Urbanistica

Superbonus: tempi e prezzi frenano il 110%, all'appello mancano i grandi edifici

Gli investimenti attivati – pari a 1,6 miliardi – sono ancora lontani da quei 29 miliardi spesi secondo il Cresme nel 2019 con le detrazioni ordinarie

di Dario Aquaro e Cristiano Dell'Oste

Mentre il numero di nuovi cantieri sembra finalmente accelerare, il superbonus resta per molti un obiettivo difficile da raggiungere. Più delle perplessità della Ragioneria generale dello Stato (si veda Il Sole 24 Ore del 7 maggio), oggi pesano tanti ostacoli pratici. Dai preventivi alla progettazione, dalla cantieristica ai rapporti con le banche.
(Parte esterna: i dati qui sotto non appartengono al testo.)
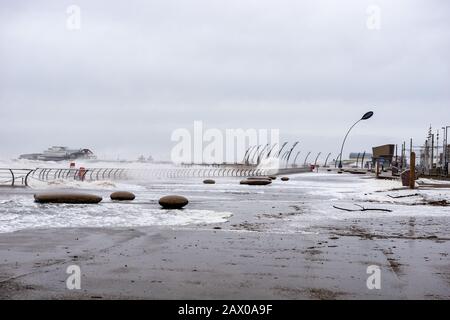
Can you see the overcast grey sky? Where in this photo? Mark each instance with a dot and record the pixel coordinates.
(137, 70)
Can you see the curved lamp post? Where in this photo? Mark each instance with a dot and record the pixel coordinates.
(366, 116)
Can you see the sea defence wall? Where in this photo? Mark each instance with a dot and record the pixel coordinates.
(23, 177)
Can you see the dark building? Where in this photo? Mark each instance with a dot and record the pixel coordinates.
(383, 154)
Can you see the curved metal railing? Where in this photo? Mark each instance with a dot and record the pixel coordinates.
(14, 177)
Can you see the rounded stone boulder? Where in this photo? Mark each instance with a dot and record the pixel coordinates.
(255, 182)
(259, 178)
(173, 202)
(122, 196)
(74, 198)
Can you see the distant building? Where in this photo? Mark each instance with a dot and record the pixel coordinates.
(57, 153)
(359, 155)
(383, 154)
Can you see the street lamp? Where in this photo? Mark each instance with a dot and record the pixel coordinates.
(366, 116)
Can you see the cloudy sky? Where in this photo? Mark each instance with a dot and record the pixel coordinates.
(137, 70)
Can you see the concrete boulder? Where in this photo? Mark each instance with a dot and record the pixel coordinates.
(74, 198)
(259, 178)
(173, 202)
(122, 196)
(255, 182)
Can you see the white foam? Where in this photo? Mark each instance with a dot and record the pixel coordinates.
(24, 213)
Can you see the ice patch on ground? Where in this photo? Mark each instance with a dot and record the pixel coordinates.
(23, 213)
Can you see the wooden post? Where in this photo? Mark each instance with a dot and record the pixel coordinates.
(412, 171)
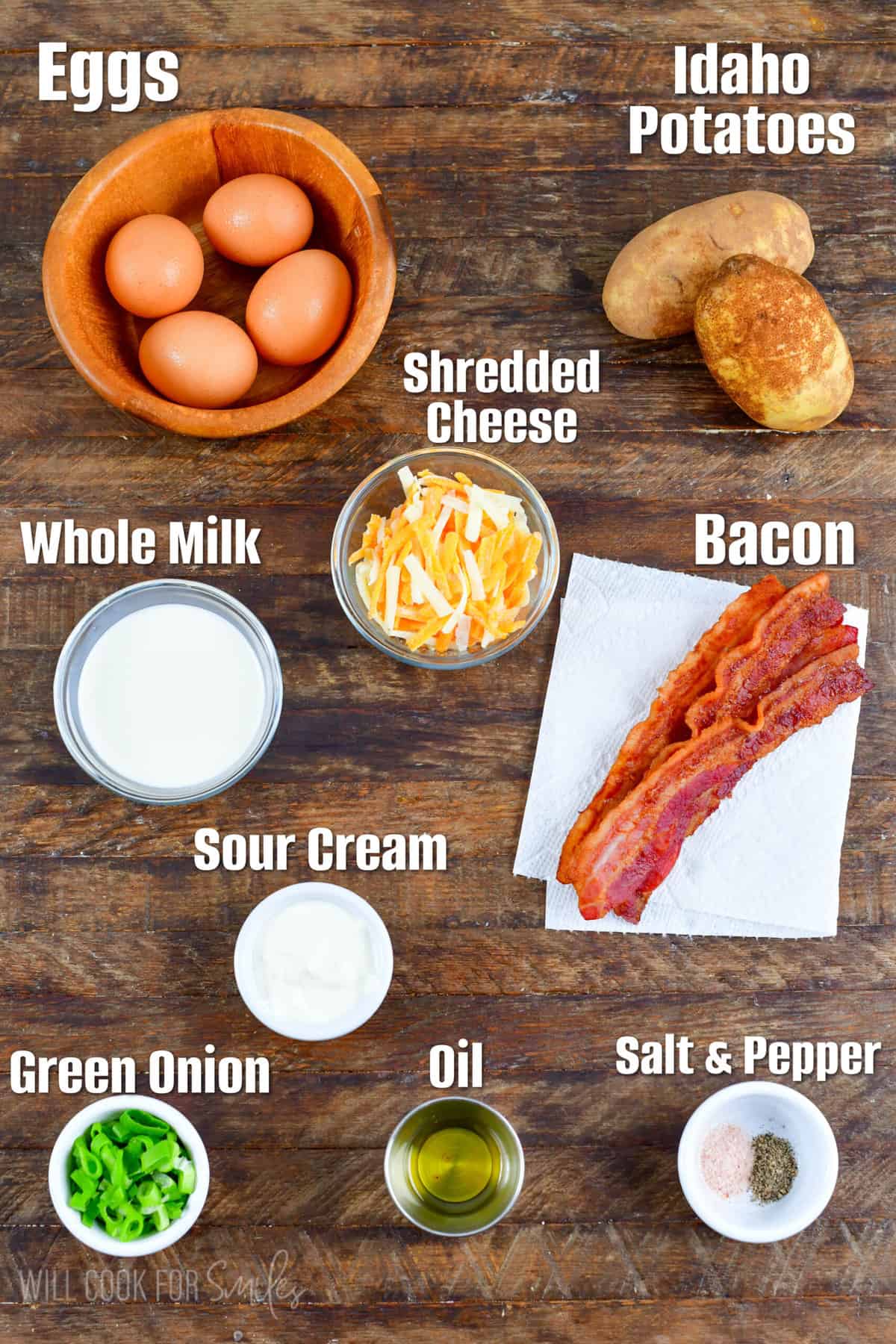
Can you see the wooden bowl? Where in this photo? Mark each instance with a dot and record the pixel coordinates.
(172, 169)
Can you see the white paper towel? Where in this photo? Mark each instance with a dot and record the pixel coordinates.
(768, 862)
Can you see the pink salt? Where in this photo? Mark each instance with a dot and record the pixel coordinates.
(726, 1160)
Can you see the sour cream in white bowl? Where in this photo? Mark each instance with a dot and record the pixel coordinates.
(314, 961)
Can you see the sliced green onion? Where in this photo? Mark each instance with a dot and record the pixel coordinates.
(160, 1157)
(131, 1172)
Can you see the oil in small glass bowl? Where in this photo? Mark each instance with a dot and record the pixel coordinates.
(454, 1167)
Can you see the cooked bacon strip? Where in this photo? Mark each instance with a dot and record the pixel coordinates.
(756, 667)
(827, 641)
(626, 858)
(667, 718)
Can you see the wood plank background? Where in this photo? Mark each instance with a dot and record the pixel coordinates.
(499, 134)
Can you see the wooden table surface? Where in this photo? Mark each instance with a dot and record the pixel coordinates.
(500, 137)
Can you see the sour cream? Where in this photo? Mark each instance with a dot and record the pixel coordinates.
(314, 962)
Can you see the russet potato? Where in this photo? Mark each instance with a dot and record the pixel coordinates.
(652, 287)
(770, 342)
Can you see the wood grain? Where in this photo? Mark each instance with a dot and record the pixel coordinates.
(500, 143)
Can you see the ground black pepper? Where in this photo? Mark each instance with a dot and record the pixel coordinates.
(774, 1169)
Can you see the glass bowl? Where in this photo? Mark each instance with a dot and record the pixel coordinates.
(426, 1210)
(114, 608)
(382, 491)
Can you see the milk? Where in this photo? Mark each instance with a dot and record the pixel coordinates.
(171, 697)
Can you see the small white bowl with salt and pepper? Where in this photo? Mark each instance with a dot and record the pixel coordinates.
(715, 1162)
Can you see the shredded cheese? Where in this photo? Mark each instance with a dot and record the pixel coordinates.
(450, 567)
È vero che le pratiche sono quasi raddoppiate nel mese di aprile, da 7mila a 13mila. Ma gli investimenti attivati – pari a 1,6 miliardi – sono ancora lontani da quei 29 miliardi spesi secondo il Cresme nel 2019, ultimo anno pre-pandemia con le detrazioni ordinarie. Mancano all’appello soprattutto i lavori su edifici di grossa taglia, che nel caso del superbonus significa condomìni residenziali: coinvolti finora soltanto dal 9,8% degli interventi agevolati.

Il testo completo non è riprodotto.